I have just enough mobility to reach for Silas, reach for a nearby diaper and wipes, reach for the hand sanitizer, then reach for the baby bottles with pre-measured distilled water so I can add the pre-portioned formula. We eat, burp, use the bathroom, sleep, and repeat.

Silas this week has turned into a big smiler, too. He’s becoming a master of the tight-lipped grin, the one-sided smirk and the full-on gum show of delight. He smiles at dad, he smiles at grandma, he even smiles at the goofy stuffed frog with the see-through bubble belly full of what look like mini-Chiclets.

Baby Silas is also a master of the fake-out nap, or as my wife Tiffany calls it, psych-sleep. He eats, I hold him, and eventually he gets fussy, which he always does when he’s tired. I put him down, rock the stroller back and forth, and his eyes shut in peaceful slumber. I rejoice, and I pull out my laptop and get ready to hunker down to some serious writing.

Ten minutes go by, I get about half a sentence in**, and Silas wakes back up. “Surprised, daddy? I was resting my eyes, ya gullible galoot! Your job’s not done by a mile! WAAAAAAAAHHHH!!!” He builds up to his big cry, actually. It’s more like whine, whine, silence. Whine, whine, silence. Whine, whine, whine, WAAAAAAAAAAHHHH!!!

Taking care of a baby that weighs less than a United States Bowling Congress regulation ball*** is mostly busywork. So one thing I’ve been able to do this week is watch a whole lot of DVDs on my laptop. There’s no TV in the room, which means no sitcoms, no reality shows, no commercials and no complaints from me.

I’ve been raiding the archives of the county library, which so far has turned out to mean “mostly lower-profile movies from two years ago in the C+ to B+ range.” I haven’t seen one that’s truly brilliant or mediocre yet, just in between. Which is satisfying enough. If anyone’s interested, this is a list of what I’ve watched, from best to Still Pretty Good: Get Smart, Taking Woodstock, Outsourced, Extract, Baby Mama, Swing Vote, Charlie Bartlett. I could write a nice, entertaining paragraph on each, but that would make this post overlong and way off-topic. And Silas is going to wake up very soon, I’m sure of it.
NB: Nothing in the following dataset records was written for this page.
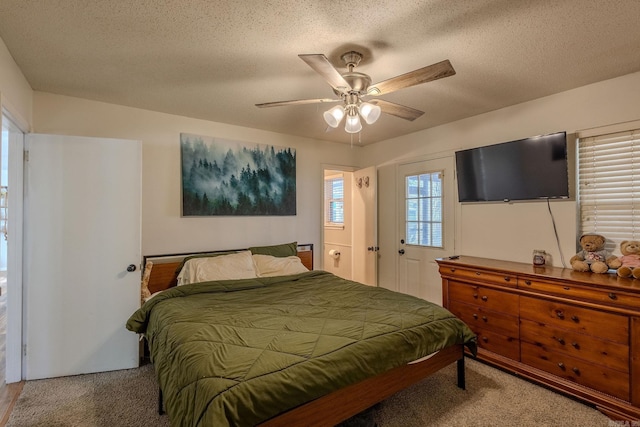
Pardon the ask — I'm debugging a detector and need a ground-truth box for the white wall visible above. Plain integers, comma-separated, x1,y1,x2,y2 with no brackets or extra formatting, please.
359,73,640,274
0,35,33,132
33,92,358,265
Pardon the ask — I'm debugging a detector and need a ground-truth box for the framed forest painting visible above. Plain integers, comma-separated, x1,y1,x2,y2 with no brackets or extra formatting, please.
180,133,296,216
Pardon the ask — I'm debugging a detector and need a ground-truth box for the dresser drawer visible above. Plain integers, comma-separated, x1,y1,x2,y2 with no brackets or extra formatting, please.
449,301,519,337
473,328,520,360
440,266,518,288
521,342,630,401
518,279,640,308
520,296,629,345
449,282,518,316
520,319,629,373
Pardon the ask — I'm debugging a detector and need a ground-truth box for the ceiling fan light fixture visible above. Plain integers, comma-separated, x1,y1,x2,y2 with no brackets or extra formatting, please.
344,114,362,133
322,105,344,128
358,102,382,125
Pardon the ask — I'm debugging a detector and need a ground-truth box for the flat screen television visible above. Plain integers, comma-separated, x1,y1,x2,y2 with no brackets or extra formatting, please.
455,132,569,202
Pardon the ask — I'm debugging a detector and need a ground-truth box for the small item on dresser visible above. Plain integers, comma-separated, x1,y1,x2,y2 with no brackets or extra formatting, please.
569,233,621,273
533,249,547,266
617,240,640,279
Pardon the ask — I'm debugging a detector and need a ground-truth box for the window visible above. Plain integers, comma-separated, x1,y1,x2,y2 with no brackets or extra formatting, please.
578,129,640,247
405,172,442,248
324,175,344,227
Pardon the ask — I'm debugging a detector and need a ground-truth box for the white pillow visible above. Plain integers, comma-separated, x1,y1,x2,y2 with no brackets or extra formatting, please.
253,254,309,277
178,251,258,286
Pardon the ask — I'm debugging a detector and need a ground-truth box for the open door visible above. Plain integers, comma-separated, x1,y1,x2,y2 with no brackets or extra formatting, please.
24,134,142,380
352,166,378,286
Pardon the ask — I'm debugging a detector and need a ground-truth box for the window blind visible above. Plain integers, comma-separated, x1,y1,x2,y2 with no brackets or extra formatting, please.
578,129,640,252
324,175,344,225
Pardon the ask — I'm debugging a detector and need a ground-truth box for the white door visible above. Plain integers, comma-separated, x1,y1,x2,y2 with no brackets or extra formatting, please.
24,134,142,380
398,157,455,304
352,166,378,286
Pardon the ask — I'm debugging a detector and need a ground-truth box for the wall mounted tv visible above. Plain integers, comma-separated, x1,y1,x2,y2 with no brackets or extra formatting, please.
455,132,569,202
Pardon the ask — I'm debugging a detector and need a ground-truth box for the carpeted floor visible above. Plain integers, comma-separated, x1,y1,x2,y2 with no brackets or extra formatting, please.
7,360,619,427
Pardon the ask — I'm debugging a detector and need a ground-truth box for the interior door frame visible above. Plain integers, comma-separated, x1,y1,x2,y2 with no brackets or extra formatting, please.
318,163,360,274
0,105,29,384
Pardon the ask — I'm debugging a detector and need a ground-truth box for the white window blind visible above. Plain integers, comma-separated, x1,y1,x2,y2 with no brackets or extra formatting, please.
324,175,344,226
405,171,443,248
578,129,640,252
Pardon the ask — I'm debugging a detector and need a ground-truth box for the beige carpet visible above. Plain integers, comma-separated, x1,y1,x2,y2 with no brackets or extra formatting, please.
7,360,619,427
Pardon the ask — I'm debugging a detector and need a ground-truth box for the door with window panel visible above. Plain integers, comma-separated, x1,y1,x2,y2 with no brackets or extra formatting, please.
397,157,455,304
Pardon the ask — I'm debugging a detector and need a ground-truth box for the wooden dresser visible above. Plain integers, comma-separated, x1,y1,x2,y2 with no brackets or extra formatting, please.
437,256,640,421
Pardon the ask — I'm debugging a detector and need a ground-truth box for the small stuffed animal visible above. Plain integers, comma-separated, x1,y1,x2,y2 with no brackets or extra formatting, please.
618,240,640,279
569,234,621,273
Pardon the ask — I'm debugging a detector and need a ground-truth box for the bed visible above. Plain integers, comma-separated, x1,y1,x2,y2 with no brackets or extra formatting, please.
127,242,475,426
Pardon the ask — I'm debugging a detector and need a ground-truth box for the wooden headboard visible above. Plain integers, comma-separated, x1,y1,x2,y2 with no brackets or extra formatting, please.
142,243,313,297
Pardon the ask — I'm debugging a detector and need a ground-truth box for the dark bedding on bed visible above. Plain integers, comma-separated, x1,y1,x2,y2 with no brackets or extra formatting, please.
127,271,475,426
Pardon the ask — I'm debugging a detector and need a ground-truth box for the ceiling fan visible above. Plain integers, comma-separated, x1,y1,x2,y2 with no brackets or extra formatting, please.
256,51,456,133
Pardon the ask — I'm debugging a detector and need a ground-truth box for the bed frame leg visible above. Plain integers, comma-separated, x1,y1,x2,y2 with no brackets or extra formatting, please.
457,354,466,390
158,388,164,415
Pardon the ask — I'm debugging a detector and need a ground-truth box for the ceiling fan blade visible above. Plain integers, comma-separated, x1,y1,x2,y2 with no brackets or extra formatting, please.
298,54,351,93
367,59,456,96
256,98,342,108
369,99,424,122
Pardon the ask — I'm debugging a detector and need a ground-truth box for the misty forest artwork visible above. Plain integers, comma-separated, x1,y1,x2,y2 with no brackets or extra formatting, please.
180,133,296,216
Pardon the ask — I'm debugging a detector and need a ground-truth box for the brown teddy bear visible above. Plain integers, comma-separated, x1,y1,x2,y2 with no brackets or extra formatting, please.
569,234,622,273
618,240,640,279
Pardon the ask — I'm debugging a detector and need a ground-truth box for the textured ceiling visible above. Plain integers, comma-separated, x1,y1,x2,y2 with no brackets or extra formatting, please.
0,0,640,144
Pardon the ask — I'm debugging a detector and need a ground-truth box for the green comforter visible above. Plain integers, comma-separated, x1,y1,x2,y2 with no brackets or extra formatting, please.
127,271,475,427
Before I sign off, this is my tenth post, which makes me a double-digit blogger. I really couldn’t have done it without my amazing family and the, what, like 20 of you that actually read this. Thanks to everyone who’s supporting me and offering feedback on this creative endeavor.

In celebration, it’s time to introduce the following feature to Dad’s Daytime Diary:

BABY PICTURE OF THE DAY

Silas, never too young to rock

* = Tiffany and I were pleasantly surprised to get pregnant together once. We were never expecting an encore. Apparently, that’s what happens when you don’t use any form of birth control. Tell your friends.

** = Yes, it takes me ten minutes to write a half-sentence. It’s a run-on sentence, okay?

*** = Use a baby to bowl a 300 game, and you will receive a USBC patch. And a lengthy prison term. And probably many well-deserved beatdowns.